The gaping maw of streaming service content must be filled, so somebody decided to remake High Fidelity. There have been worse ideas: The 1995 best-selling novel and the modestly successful film it spawned, about a romantically challenged record store owner, have a certain low-key charm. However, to the extent that High Fidelity has any enduring appeal, it’s because it’s keyed into a very specific place and time: the ‘90s. The last era when physical media such as records were a necessity, not an affectation.
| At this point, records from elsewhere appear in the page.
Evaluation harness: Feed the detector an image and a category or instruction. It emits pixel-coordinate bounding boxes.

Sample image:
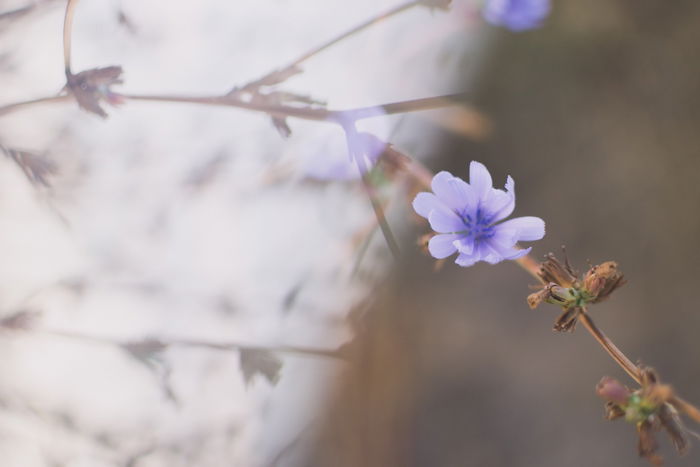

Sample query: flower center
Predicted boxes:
[459,207,495,241]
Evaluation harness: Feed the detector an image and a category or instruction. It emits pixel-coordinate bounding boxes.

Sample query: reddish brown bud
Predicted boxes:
[595,376,632,405]
[583,261,625,303]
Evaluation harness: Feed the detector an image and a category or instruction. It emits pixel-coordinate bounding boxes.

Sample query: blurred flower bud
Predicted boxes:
[595,376,632,406]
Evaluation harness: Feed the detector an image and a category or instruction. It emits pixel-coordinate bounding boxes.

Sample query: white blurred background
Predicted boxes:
[0,0,487,467]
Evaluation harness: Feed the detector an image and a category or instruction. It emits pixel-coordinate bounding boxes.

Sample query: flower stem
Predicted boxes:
[579,307,642,384]
[63,0,78,77]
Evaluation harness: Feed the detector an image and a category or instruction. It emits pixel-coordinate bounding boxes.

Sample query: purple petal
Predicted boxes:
[453,237,474,255]
[496,216,544,241]
[431,171,476,212]
[428,206,464,233]
[484,175,515,222]
[413,191,444,219]
[469,161,493,200]
[428,234,457,259]
[483,0,550,31]
[455,253,479,268]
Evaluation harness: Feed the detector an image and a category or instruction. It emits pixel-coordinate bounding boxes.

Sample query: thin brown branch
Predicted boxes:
[668,396,700,423]
[241,0,423,90]
[0,92,474,125]
[342,121,401,259]
[63,0,79,77]
[579,308,642,384]
[0,95,71,117]
[32,329,344,359]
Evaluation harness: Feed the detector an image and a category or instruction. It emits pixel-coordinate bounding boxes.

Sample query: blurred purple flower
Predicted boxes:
[413,161,544,266]
[483,0,550,31]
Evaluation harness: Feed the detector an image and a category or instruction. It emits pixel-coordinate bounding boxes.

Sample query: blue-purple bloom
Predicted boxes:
[483,0,550,31]
[413,161,544,266]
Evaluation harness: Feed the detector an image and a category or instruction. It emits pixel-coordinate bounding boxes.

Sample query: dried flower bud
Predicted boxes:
[583,261,625,303]
[604,401,625,420]
[595,376,632,405]
[527,282,578,308]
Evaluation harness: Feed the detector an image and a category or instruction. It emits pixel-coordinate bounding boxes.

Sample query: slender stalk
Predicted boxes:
[342,121,401,259]
[0,93,466,124]
[579,307,642,384]
[242,0,422,89]
[63,0,79,77]
[668,396,700,423]
[32,329,343,359]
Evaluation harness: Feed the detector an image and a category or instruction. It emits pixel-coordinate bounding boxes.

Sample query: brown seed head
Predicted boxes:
[583,261,625,303]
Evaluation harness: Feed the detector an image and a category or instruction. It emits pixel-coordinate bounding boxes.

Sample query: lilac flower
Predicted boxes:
[413,161,544,266]
[483,0,549,31]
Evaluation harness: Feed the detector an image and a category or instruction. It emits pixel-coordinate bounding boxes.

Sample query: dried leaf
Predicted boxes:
[239,347,282,385]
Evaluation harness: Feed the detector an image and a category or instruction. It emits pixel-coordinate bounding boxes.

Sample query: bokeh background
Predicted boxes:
[312,0,700,467]
[0,0,700,467]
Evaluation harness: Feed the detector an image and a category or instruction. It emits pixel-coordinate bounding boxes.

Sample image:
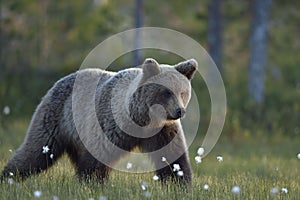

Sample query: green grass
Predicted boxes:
[0,121,300,200]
Today, every song you could possibly want to hear is a click away, so professing to be a music fan no longer requires a meaningful investment. The millennial characters who populate Hulu’s new High Fidelity series have surely never had the experience of, say, waiting two weeks to receive a Guided By Voices record that you’ve never heard before, which you special-ordered based on a glowing review in Spin magazine. The original High Fidelity’s conceit of explaining relationship trouble through an almost equally personal relationship with your record collection wouldn’t seem to be as relatable or resonant to younger generations.
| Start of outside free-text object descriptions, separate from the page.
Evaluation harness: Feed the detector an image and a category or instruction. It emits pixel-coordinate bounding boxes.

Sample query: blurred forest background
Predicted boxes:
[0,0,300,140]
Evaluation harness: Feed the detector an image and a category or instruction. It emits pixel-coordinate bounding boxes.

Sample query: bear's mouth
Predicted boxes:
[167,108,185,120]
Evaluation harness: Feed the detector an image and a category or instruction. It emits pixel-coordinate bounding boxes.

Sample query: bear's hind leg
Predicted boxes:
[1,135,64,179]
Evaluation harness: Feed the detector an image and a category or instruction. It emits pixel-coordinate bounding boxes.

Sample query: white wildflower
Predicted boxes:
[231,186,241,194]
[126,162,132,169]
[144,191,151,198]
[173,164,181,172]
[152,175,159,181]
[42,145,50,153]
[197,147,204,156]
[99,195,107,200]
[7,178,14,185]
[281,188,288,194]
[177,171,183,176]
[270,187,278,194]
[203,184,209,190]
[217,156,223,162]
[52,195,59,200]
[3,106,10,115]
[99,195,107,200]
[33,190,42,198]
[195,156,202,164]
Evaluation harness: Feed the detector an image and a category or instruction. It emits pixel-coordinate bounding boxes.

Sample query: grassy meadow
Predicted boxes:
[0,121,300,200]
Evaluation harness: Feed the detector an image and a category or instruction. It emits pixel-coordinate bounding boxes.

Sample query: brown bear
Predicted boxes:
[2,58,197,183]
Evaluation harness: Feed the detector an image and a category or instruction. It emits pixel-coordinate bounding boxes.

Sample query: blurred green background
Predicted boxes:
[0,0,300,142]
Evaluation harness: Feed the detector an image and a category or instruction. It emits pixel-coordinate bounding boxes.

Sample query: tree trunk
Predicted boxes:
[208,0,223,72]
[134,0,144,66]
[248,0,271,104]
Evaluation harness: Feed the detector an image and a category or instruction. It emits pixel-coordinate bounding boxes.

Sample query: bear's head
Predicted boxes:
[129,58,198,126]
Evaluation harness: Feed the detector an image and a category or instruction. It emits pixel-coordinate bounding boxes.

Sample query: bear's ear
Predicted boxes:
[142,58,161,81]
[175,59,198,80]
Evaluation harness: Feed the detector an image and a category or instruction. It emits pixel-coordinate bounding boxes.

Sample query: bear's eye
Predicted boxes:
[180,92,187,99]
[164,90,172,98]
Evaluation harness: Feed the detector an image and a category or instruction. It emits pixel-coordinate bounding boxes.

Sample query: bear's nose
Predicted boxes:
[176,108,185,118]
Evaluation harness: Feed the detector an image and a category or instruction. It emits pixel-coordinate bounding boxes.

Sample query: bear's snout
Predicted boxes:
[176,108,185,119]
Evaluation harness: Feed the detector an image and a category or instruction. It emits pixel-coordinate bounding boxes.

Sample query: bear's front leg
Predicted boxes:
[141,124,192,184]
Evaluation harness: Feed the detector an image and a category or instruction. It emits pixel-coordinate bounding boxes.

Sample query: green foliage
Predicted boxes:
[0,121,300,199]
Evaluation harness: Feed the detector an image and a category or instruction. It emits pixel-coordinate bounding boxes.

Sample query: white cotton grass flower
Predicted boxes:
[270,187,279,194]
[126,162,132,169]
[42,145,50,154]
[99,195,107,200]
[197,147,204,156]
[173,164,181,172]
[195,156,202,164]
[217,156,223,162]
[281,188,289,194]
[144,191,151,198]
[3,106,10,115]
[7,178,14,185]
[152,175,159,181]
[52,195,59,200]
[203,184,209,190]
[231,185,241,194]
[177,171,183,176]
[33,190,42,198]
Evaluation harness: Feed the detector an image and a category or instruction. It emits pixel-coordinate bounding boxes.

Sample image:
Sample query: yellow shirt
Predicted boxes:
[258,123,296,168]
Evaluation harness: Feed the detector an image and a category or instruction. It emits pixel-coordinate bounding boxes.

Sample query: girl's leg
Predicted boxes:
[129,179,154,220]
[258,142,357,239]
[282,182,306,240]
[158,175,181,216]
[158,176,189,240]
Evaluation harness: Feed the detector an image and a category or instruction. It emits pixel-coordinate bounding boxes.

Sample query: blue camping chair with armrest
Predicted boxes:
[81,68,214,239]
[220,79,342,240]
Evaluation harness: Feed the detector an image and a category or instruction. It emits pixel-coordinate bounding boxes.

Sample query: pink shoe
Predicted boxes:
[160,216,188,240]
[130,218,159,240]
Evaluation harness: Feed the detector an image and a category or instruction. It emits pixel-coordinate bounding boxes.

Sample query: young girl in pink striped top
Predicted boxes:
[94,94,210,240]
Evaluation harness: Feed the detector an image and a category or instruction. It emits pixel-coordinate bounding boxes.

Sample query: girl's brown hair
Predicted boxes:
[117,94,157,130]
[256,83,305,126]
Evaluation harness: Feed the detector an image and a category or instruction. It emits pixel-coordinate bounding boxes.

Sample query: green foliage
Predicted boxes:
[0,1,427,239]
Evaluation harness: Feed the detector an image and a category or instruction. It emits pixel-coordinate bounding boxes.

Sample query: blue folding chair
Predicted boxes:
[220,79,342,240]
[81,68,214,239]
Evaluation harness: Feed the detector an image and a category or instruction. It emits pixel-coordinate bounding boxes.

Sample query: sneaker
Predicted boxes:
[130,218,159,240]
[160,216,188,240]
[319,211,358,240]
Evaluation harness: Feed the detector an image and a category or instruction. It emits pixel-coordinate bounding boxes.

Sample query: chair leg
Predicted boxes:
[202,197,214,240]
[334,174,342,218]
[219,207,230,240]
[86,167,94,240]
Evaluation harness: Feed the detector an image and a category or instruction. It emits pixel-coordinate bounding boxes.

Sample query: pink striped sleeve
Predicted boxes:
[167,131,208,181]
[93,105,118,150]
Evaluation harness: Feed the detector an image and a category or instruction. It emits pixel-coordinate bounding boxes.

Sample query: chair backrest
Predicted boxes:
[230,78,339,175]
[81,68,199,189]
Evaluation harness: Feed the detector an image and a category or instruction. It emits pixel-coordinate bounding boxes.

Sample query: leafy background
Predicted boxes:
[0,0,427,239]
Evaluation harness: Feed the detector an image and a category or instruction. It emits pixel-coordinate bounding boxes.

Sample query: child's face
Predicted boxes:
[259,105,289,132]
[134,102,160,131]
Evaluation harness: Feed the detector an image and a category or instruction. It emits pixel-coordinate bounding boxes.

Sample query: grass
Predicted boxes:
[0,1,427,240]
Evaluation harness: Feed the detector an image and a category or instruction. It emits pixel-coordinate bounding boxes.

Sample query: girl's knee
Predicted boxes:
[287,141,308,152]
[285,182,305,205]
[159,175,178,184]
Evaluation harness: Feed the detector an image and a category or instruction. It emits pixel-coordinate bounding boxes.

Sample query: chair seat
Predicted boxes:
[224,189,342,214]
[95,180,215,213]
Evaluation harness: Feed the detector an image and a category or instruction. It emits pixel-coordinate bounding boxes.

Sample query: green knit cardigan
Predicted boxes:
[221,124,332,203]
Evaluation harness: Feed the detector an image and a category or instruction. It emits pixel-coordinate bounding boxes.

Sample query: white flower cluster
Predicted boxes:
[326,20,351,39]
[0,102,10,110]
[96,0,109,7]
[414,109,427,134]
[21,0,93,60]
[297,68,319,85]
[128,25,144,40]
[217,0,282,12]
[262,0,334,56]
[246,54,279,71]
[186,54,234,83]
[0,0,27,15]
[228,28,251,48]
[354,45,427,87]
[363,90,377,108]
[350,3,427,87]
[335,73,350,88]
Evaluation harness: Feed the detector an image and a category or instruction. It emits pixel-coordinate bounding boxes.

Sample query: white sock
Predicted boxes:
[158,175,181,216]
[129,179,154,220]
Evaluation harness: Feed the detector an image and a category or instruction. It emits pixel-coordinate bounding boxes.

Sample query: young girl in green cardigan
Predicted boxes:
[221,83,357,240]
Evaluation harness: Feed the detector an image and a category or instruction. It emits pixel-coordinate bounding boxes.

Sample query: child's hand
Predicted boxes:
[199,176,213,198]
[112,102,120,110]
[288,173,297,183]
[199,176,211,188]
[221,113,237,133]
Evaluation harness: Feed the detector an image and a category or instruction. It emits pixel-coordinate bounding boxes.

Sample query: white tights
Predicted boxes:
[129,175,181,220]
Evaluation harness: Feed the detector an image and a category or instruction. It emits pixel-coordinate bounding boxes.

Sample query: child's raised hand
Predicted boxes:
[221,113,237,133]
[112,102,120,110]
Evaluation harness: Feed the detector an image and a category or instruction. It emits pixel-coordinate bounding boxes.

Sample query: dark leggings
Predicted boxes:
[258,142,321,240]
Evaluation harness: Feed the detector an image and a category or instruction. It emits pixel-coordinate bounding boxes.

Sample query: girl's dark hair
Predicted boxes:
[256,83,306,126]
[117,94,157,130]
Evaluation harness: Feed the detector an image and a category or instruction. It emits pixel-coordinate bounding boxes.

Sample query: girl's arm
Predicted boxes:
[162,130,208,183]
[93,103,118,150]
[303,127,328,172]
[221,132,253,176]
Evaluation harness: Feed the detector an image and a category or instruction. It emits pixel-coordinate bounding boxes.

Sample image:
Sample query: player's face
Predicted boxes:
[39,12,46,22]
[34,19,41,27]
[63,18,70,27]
As a confirmed Generation Xer with 4,000 LPs in the house, I was curious to see how they adapted High Fidelity to today’s cultural realities. Much to my surprise and horror, the answer is that they haven’t. Though the show is ostensibly about and for millennials, it’s Generation X all the way down: Characters wear Pixies T-shirts; series lead Zoe Kravitz’s character, Rob, falls for a singer-songwriter who does Boyz II Men covers; and ‘90s indie cinema icon Parker Posey guest stars on one episode.
At the very beginning of the first episode, Rob is sulking in her Brooklyn apartment, surrounded by curbside décor, smoking a joint, and wearing a T-shirt that says, “Shit happens.” If you’re old enough to remember movies such as Slacker and Reality Bites, or the Douglas Coupland novel that was literally called Generation X, well, the vibe of this show is both unmistakable and unoriginal.
Of course, High Fidelity has been updated in some obvious ways. The straight white males of the original have been supplanted with a racially and sexually diverse cast. The basic plot device of the show is the same as its predecessors, in that Rob revisits her past loves to get some insight as to why she can’t have a successful relationship. But her dating history is spiced up with some performative bisexuality. As it happens, Rob’s ex-girlfriend makes her living as a social media influencer, which is one of the few firmly millennial things on the show.
But even if the show weren’t weighed down in unconvincing nostalgia, it would still be bad. For one thing, the music is handled clumsily. When Rob strolls down a Brooklyn street contemplating her ex-boyfriend and Nick Drake’s moody “Pink Moon” just starts playing, it feels hackneyed, in part because the once-obscure song has been inescapable ever since a Volkswagen commercial rescued Drake from obscurity right around the time the last High Fidelity was in theaters. When Rob professes to hold the controversial opinion that she likes Fleetwood Mac’s Tusk more than Rumours, the ensuing dialogue feels about as bloodless as a recitation of Stevie Nicks’s Wikipedia entry. And this is perhaps pedantic, but for vinyl collectors, it’s painful to see people run around pronouncing old David Bowie records to be in “mint condition” without even taking the record out of the sleeve. At times, you wonder if anyone involved in the show really cares about music. The book and movie versions of High Fidelity had their faults, but no one ever doubted they were made by vinyl geeks.
In fact, the writing on the show is weak all around. The characters aren’t particularly fleshed out unless you consider wearing suspenders with skinny jeans a personality trait. The one actor on the show not content to just go through the motions is Da’Vine Joy Randolph, who plays one of the record store employees. Unfortunately, she is so desperate to bring some energy to the lifeless proceedings that she makes Jack Black’s whirling dervish of a record store clerk in the film version look like Jimmy Stewart on quaaludes.
And for a show where everything hangs on the romantic travails of the lead, Kravitz, who can be charming, just doesn’t seem to have the necessary gravitas. That’s not entirely her fault; to some extent, swapping the gender of the lead role undermines the whole story. It’s expected that men have the emotional intelligence of a piece of sheetrock. And further, their bad relationship decisions often hang on the biological reality that they are caught between chasing beautiful women or settling for the ones who will have them. Kravitz is so ridiculously attractive that it’s hard to believe she shares the limited romantic opportunities of the affable everyman protagonists from the book and movie. And since so many of the decisions that lead to Rob’s unhappiness are portrayed as the result of her own very poor judgment, her role is reduced to little more than a manic pixie hot mess.
In the end, the new High Fidelity doesn’t have much to recommend it, even if “generational appropriation” isn’t outrageous enough to earn a place on the ever-expanding list of woke thoughtcrimes. Worse, the new High Fidelity is a reminder that many of the ‘90s-era works purporting to celebrate Generation X, in all its sarcastic and disaffected glory, weren’t that good to begin with. High Fidelity, the TV show, makes a persuasive case that its story that belongs to a specific place and time, which is not now.
Mark Hemingway is a writer in Alexandria, Virginia.